Geraldinho apresenta voto de pesar pelo falecimento de fundador do PMDB no Acre

O senador Geraldinho Mesquita (PMDB) usou à tribuna ontem, 8, para homenagear João Borborema, que faleceu no fim da tarde de segunda-feira, 7, após uma parada cardiorrespiratória. Borborema foi internado na Fundação Hospitalar, na tarde de domingo, com quadro de insuficiência respiratória, vindo a falecer com o agravamento de seu estado de saúde.

Geraldinho Mesquita lembrou que João Borborema foi um dos fundadores do Partido do Movimento Democrático Brasileiro (PMDB) no Acre. João Moreira de Alencar  Borborema nasceu em Rio Branco, em 11 de agosto de 1930, quando o Acre ainda era Território Federal. Filho de Francisco Antônio Alencar e de Iracema Moreira de Alencar. Segundo Mesquita, o militante sempre fez questão de registrar que teve mais um pai, o pai de criação, Agostinho Borborema, de quem herdou o nome e a disposição para a luta.

O parlamentar destacou ainda, que o militante morto, faz parte de uma obra literária, sobre personagens da história do Acre.
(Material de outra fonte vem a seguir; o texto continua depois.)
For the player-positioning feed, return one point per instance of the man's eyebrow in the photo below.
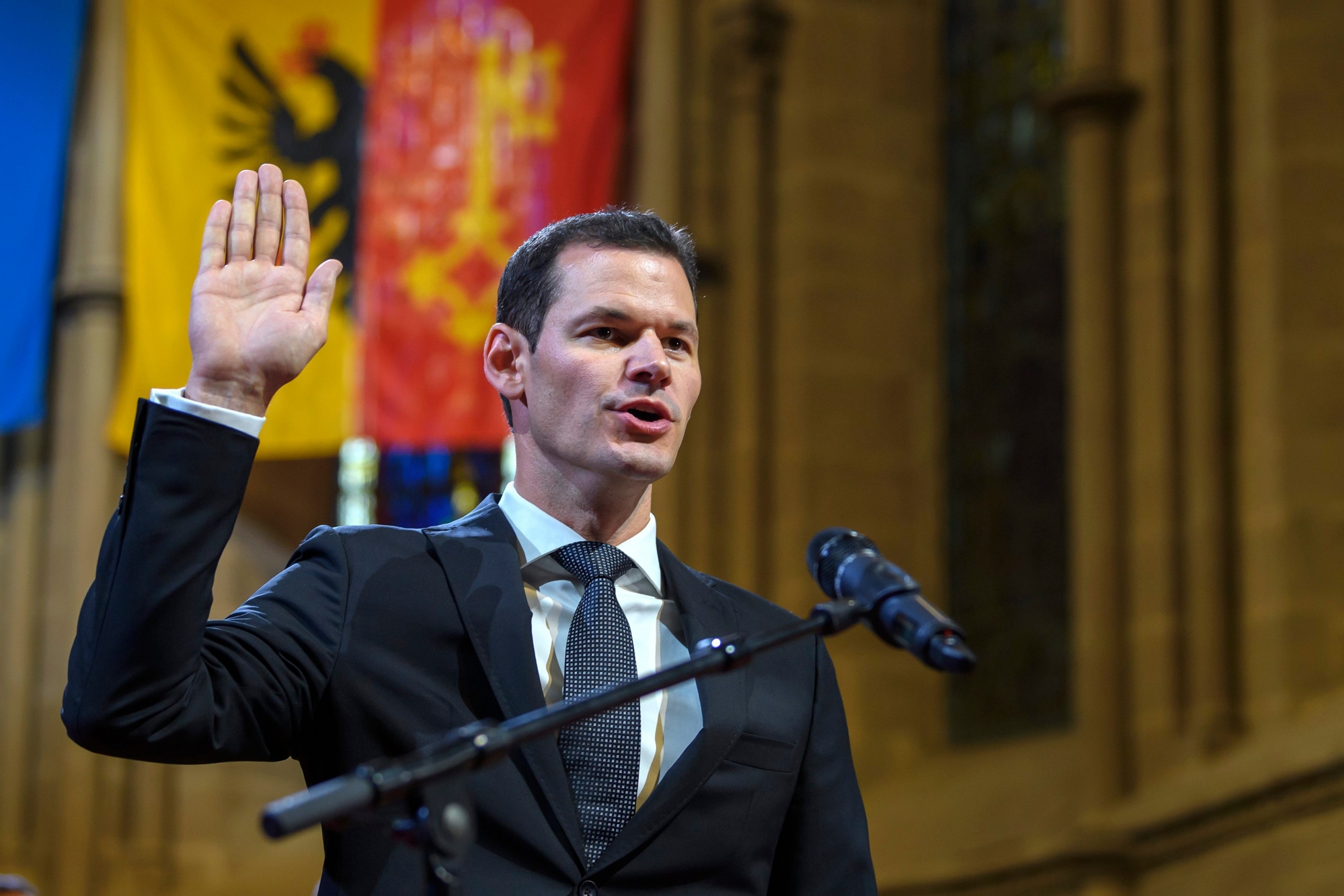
(610, 312)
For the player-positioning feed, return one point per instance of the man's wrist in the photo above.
(235, 395)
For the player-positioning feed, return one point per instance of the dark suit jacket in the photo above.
(375, 639)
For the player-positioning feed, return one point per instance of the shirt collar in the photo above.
(539, 534)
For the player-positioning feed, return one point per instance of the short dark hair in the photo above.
(530, 282)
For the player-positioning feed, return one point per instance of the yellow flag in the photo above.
(214, 86)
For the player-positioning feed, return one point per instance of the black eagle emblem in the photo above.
(264, 128)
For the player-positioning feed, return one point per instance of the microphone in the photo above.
(850, 567)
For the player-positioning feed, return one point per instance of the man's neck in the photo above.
(609, 512)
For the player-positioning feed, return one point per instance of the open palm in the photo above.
(255, 321)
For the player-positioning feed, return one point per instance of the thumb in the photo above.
(320, 292)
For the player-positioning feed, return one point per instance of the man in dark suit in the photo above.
(375, 639)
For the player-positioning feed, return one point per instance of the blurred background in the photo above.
(1043, 296)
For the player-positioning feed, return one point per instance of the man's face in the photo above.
(616, 371)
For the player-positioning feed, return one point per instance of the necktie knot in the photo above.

Obra que segundo o senador, tenta resgatar a memória  de pessoas de fundamental importância na história do Estado. O segundo volume, intitulado Brava Gente Acreana II, em fase de produção, que terá como um dos personagens o folclórico militante.

“João Borborema será um dos personagens. Quero, inclusive, reportar-me aqui a alguns trechos da sua entrevista. O jornalista que trabalha comigo e que preparou as entrevistas deu um título para a crônica de O subversivo de bigode. Há uma frase que diz o seguinte: “A rebeldia da gente dava prazer, porque a gente não se preocupava em ser preso de manhã e ser solto de tarde, ou passar um ano na cadeia”, comentou Geraldinho.

Em seu pronunciamento, o senador leu alguns trechos da entrevista, que fará parte da segunda edição do livro que aborda os personagens que fizeram a história de seu Estado, enfatizando as frases de João Borborema. “Não fui forjado para guardar mágoa de ninguém. Eu guardo é pena, eu tenho pena de algumas pessoas que, às vezes, fazem injustiça comigo e não só comigo, com outras pessoas, mas depois eles pagam, não sei como eles pagam, mas pagam. Todo mundo paga aqui mesmo. Então, eu não tenho mágoa de ninguém, eu não odeio ninguém, eu gosto de ser eu, de viver como sou, e eu sou uma pessoa que gosta de comer bem, de viver bem, tratar bem e respeitar as pessoas, e espero que as pessoas me respeitem, esse é o João Borborema, eu e nada mais”. Com essa referência modesta, humilde, queria reverenciar a memória de um companheiro, que durante décadas, se dedicou ao PMDB.

Mesquita fez menção especial à família de Borborema, destacando a importância do militante na história política do Acre. “Ele é pa-triarca de uma prole significativa: Ben-Hur, Etã, Lenine, Espartacos, Raquel, Jaqueline, Ruth, Agostinho, Marcel e Iracema. Sua esposa, Francisca Maria Barbosa de Alencar, e mais de 20 netos. Personagem importante da história do Acre, da história política do Estado”, destacou.
No final de seu discurso, Geraldinho  Mesquita propôs  um requerimento com voto de pesar pelo falecimento do João Moreira de Alencar.